The obvious problem with a phrasebook is it must be pre-stocked with possible phrases, and this means it is going to have limits as to what can be translated. It used to be a problem to locate the correct phrase as the electronic phrasebooks got larger, but today that is not a problem because of how they're organized and because of the touchscreen functionality that is part of today's generation of translation devices.

The Ectaco iTravl built-in phrasebooks include 14,000 phrases per each language pair, with human native speaker pronunciation (actually, the narrators are professional speakers--how's that for rigorous development?). Moreover, they include a speech recognition feature for these audio phrasebook phrases. You can just say one of the included phrases in English and get it instantly recognized from voice, translated, and pronounced in the necessary language. The same thing vice versa.

Phrasebook not as limited as you might think

Before you get too disappointed, thinking that the machines fail to deliver real translation, consider this. The two alternatives are using a paper phrasebook (same table method, only far more limited) or a human to translate (normally, the same table method, but with added capability).

How do humans learn to translate? Typically, by memorizing single-word equivalents (same thing as inside the electronic dictionary), hundreds of typical phrases, and many rules of grammar and syntax. However, unless a person can actually think in both languages, no real interpretation and translation of the message takes place. It's essentially the same table lookup as in the electronic devices.

You've been shuttled to those "help" lines in India and dealt with people who have English as a second language. How many of them are you able to comfortably communicate with? They don't have the cultural references and haven't learned enough of the syntax and grammar rules to talk with you fluidly. Haven't you often wondered if they're even listening to you?

Most of them must refer to scripts and canned phrases to be able to "communicate" with you. The point here is that even human translators are not usually doing free-form translation. They rely on the same table methods you find in electronic devices. When they try to go outside the limitations of these methods, well, you are familiar with the results. An electronic translation device is subject to these same limitations.

A person who is thumbtyping like crazy to enter a free-form sentence while you are tapping with a stylus to select a preconfigured one is doing exactly what you're doing--except he's hoping the right translation comes up in his device, while you know it does in yours.

Now, one limitation you have is trying to cover all communication situations with a device that contains a pre-set number of phrases or sentences. There are many ways to address that. The more you use such a device, the more these ways will occur to you.

Translating sentences

The ability to translate sentences or transliterate word strings is available on some models. Ectaco has focused on the major languages (e.g., Spanish, Russian, Chinese, German, etc.) in rolling out this feature. Presently, over 80% of units sold by Mindconnection are sold to customers who need to translate in one of the languages that has full text translation. The odds are good that the language set you need will have this feature.

Translating idioms

Where free-form sentence entry is available on a device, it is just one of the tools available to help you communicate quickly and accurately.

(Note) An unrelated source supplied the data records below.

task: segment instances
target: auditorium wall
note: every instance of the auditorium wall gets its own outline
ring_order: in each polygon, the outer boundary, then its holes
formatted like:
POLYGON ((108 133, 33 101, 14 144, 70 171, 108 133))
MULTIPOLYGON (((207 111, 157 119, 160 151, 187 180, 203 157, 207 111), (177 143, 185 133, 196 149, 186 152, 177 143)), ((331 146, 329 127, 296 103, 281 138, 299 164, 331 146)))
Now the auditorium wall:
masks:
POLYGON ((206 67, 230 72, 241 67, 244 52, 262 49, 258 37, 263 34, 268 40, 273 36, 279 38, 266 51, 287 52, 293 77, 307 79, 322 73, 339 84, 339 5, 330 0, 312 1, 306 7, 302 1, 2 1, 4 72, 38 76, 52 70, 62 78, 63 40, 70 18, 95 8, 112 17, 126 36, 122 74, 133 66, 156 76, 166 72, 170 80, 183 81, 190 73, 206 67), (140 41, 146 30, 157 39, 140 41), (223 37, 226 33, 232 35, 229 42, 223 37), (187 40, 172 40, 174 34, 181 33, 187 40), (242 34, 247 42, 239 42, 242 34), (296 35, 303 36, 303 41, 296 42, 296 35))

There are also issues such as how to say "God Bless You" after someone sneezes. A transliteration of this produces the wrong phrase--the equivalent varies in different cultures. And so it is with many such common expressions. The phrasebook solves these kinds of problems.

Today's devices offer translation performance that is several quantum leaps beyond what was available before electronic translators began appearing on the market. They are also far more capable than those early translators. If you take advantage of these capabilities, you will be able to communicate with people who speak other languages--and they with you.